Similar content being viewed by others
Avoid common mistakes on your manuscript.
Introduction
Pseudomonas species, a group of gram-negative bacteria, are widely distributed in aquatic environments and are known to be associated with stress-related diseases in farmed fish, particularly in intensive culture systems. These bacteria have been identified as the primary cause of fish diseases, leading to significant economic losses, with reported mortality rates reaching 100% in valuable fish species such as rainbow trout (Oncorhynchus mykiss), sea bream (Sparus aurata), sea bass (Dicentrarchus labrax), and ayu (Plecoglossus altivelis) (López et al. 2012; Derome et al. 2016). The most commonly isolated species include Pseudomonas luteola, P. anguilliseptica, P. baetica, P. fluorescens, P. aeruginosa, P. koreensis, P. plecoglossicida, P. pseudoalcaligenes, P. putida, and P. chlororaphis (Austin and Austin 2016; Sherif et al. 2021).

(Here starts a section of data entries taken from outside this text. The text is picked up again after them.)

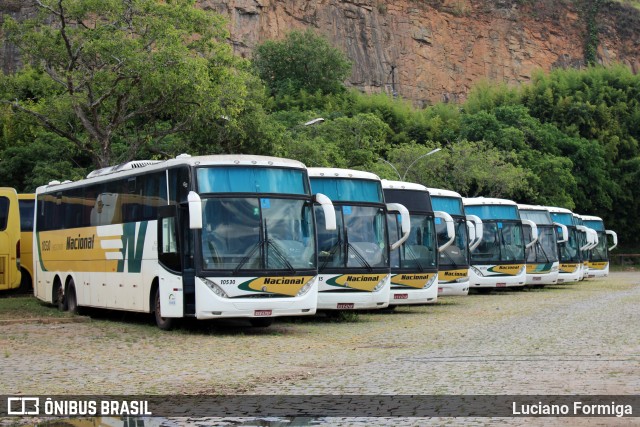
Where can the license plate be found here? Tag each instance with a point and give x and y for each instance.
(345, 306)
(262, 313)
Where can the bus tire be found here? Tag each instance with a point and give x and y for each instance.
(60, 298)
(164, 323)
(72, 300)
(260, 322)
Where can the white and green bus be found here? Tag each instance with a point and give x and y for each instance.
(354, 260)
(569, 251)
(453, 262)
(542, 260)
(588, 239)
(211, 237)
(599, 255)
(499, 260)
(414, 265)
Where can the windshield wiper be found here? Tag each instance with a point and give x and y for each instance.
(276, 250)
(248, 256)
(415, 258)
(362, 259)
(332, 251)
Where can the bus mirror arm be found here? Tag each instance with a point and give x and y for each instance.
(471, 228)
(565, 232)
(615, 238)
(451, 231)
(594, 238)
(588, 236)
(479, 231)
(195, 211)
(328, 209)
(534, 232)
(405, 223)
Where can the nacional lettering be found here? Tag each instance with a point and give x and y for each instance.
(284, 281)
(362, 279)
(80, 242)
(455, 274)
(414, 277)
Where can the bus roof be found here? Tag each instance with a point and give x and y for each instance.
(341, 173)
(133, 167)
(443, 193)
(523, 206)
(401, 185)
(554, 209)
(480, 201)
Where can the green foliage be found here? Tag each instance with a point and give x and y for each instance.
(302, 61)
(132, 71)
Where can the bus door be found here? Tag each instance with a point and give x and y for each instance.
(170, 295)
(9, 239)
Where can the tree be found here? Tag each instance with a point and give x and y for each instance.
(127, 73)
(302, 61)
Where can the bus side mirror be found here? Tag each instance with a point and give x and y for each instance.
(474, 243)
(195, 211)
(405, 223)
(615, 238)
(534, 232)
(451, 231)
(328, 209)
(563, 231)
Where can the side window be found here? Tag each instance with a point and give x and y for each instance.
(26, 214)
(168, 248)
(4, 213)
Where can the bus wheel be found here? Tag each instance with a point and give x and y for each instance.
(164, 323)
(72, 300)
(61, 300)
(260, 322)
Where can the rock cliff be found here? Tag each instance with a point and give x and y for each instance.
(431, 50)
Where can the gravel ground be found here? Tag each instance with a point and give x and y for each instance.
(574, 339)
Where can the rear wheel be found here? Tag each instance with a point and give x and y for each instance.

P. anguilliseptica, a bacterium commonly found in aquatic environments, is characterized as a Gram-negative microorganism. It exhibits fastidious characteristics, displaying slow growth and weak reactions when cultured on bacterial media commonly employed in microbiology laboratories (Daly 1999; López-Romalde et al. 2003). P. anguilliseptica is an opportunistic microorganism responsible for causing a disease commonly referred to as red spot disease or “sekiten-byo” in Japan. This pathogen was initially documented in pond-farmed Japanese eel (Anguilla japonica) (Wakabayashi and Egusa 1972). Additionally, it is considered a prevalent infectious pathogen among farmed marine and brackish water fishes (Daly 1999). Outbreaks of P. anguilliseptica in farmed gilt-head seabream have been reported in several Mediterranean countries, including France, Portugal, and Spain. These outbreaks have resulted in a disease known as hemorrhagic septicemia, associated with high mortality rates and significant financial losses for the aquaculture industry (Doménech et al. 1999; Romalde et al. 2001; Ali et al. 2022). Similar occurrences have also been reported in other fish species such as turbot (Scophthalmus maximus), black sea bream (Acanthopagrus schlegeli), European eel (Anguilla anguilla), ayu (P. altivelis), sea trout (Salmo trutta), rainbow trout (O. mykiss), Atlantic salmon (Salmo salar), striped jack (Pseudocaranx dentex), whitefish (Coregonus sp.), Baltic herring (Clupea harengus membras), and orange-spotted grouper (Epinephelus coioides) (Al-Marzouk 1999; Austin and Austin 1999; Daly 1999; López-Romalde et al. 2002).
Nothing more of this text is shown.